Stinky tofu is a food that is disgustingly delicious. It’s one of those foods you eat when you want mealtime to offer a challenge. But with each bite of stinky tofu, the challenge lessens as you realize that smell and taste don’t reflect each other.
The smell was designed to keep you away, but the taste reels you in. Stinky tofu simultaneously attracts and repels, with a taste much different than its smell, kind of like a really friendly dog with a vicious bark that keeps you from petting it.
Deep-frying is the most popular way of cooking stinky tofu
The most widespread way of cooking this food you are likely to see in Taiwan, Hong Kong, and some places in China is the deep frying method. Just like other deep-fried foods, deep-fried stinky tofu is a savory, greasy treat.
Deep-fried stinky tofu is often sold by street vendors, who fry it in a food cart. The smell also helps sales, as people can follow the ridiculously powerful odor and track down the source for a snack. Those who eat it will soon discover that the plate full of grease and fried bean curd is quite delicious, and even addictive.
Other types of stinky tofu include a soft version and a barbecued version. The barbecued variety is more approachable, as the odor isn’t as challenging. The mix of spices used also spreads the stink thinner.
But there are numerous ways vendors make stinky tofu. Varieties are especially numerous in Taiwan, where the dish has many adherents. All the specialist makers are secretive about what ingredients go into their flavoring mixture.

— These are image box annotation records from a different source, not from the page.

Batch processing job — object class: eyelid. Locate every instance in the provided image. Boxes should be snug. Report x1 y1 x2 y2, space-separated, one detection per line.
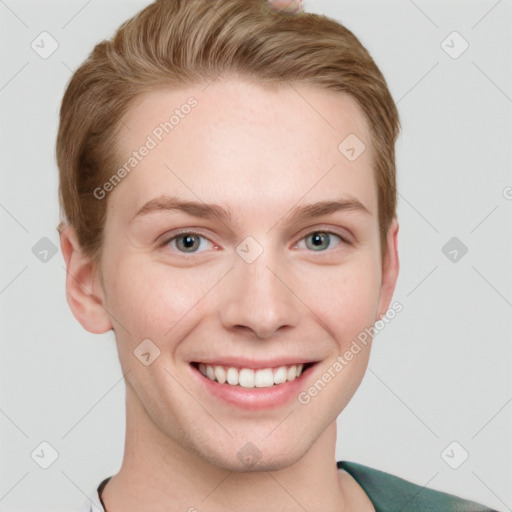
293 225 355 247
158 226 355 255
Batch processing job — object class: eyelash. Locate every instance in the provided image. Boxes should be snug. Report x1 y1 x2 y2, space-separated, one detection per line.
160 229 354 255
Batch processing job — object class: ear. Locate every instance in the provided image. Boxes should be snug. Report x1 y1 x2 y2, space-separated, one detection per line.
59 225 112 334
376 217 400 320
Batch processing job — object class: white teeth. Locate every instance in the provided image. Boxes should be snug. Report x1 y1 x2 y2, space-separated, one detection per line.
214 366 226 384
274 366 287 384
226 368 238 386
238 368 254 388
254 368 274 388
198 363 304 388
286 365 297 380
206 364 215 380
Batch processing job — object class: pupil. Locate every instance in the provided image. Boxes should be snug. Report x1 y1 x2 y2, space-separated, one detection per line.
311 232 329 249
182 235 195 249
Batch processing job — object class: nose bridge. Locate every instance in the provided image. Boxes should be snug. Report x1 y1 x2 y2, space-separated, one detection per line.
220 240 300 338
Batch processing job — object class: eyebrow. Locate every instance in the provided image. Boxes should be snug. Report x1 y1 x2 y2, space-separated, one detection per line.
130 195 371 223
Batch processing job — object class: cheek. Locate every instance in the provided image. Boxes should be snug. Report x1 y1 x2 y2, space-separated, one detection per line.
106 256 214 339
301 254 380 349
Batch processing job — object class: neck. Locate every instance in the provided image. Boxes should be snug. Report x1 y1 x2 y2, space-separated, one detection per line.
102 385 350 512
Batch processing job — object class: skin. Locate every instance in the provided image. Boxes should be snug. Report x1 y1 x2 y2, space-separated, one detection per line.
61 77 399 512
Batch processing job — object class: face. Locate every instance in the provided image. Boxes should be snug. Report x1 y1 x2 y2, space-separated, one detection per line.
84 79 396 471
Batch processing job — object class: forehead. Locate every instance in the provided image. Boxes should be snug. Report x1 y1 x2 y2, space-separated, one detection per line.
111 78 377 223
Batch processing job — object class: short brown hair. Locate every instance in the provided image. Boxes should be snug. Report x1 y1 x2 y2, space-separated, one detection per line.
56 0 400 262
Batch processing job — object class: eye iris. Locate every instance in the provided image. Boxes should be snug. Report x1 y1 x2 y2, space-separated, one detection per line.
176 234 197 252
306 231 330 251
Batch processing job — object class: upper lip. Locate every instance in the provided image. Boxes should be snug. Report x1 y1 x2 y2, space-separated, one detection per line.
193 356 317 369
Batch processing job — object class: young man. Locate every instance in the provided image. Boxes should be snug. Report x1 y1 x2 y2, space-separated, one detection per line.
57 0 500 512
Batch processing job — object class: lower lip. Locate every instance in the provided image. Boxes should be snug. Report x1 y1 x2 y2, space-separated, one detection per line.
189 364 316 411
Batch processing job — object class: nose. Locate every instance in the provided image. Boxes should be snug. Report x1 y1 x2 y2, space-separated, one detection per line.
220 251 301 339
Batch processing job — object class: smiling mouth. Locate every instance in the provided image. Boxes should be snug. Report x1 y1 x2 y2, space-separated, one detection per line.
192 362 315 388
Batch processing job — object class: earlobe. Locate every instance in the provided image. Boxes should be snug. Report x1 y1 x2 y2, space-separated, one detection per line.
377 217 400 320
59 225 112 334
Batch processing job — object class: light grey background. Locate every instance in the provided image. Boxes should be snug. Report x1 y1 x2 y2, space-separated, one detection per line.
0 0 512 512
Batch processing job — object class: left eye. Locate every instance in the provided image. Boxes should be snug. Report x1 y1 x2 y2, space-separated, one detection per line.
164 232 211 253
298 231 343 252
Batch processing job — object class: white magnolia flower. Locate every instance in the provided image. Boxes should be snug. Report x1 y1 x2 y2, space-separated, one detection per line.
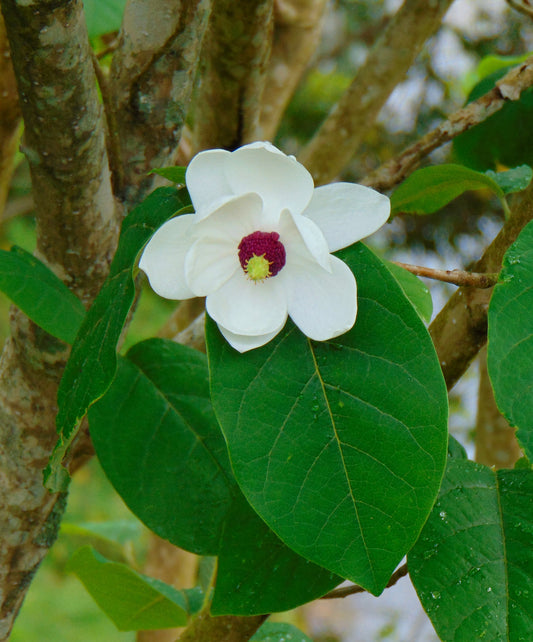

Though you might catch sight of how they cook the tofu in streetside kitchens, to truly understand the process, you need to know what goes into the flavoring and fermentation stage.
As Reuters reports, long before the tofu hits the frying pan or the barbecue grill, it sits in a brine mixture that gives it its unique smell and taste. That is where the difference lies between all the chef’s varieties of stinky tofu.
To reveal their individual process of fermentation would give it all away. The brine mixture itself has to ferment, and then the tofu is added to sit for days, weeks, or even longer. Times can vary significantly from one vendor to another.
Quick varieties of stinky tofu
There are some quick varieties of stinky tofu. Some are sold ready-made in supermarkets. These give you only a fraction of the experience of eating the freshly cooked version. Some bottled stinky tofu, to its credit, looks absolutely gross.
Especially the one carrying the name of the legendary Qing Dynasty scholar who is believed to have invented stinky tofu after failing the imperial exam. Wang Zhihe hoped to become a government official, but instead made a mistake by leaving a portion of the tofu he sold out for a little too long in a flavoring mixture until its color turned green and its flavor penetrated deep.
So instead of helping to govern the empire, he invented a wildly challenging and beloved Chinese dish.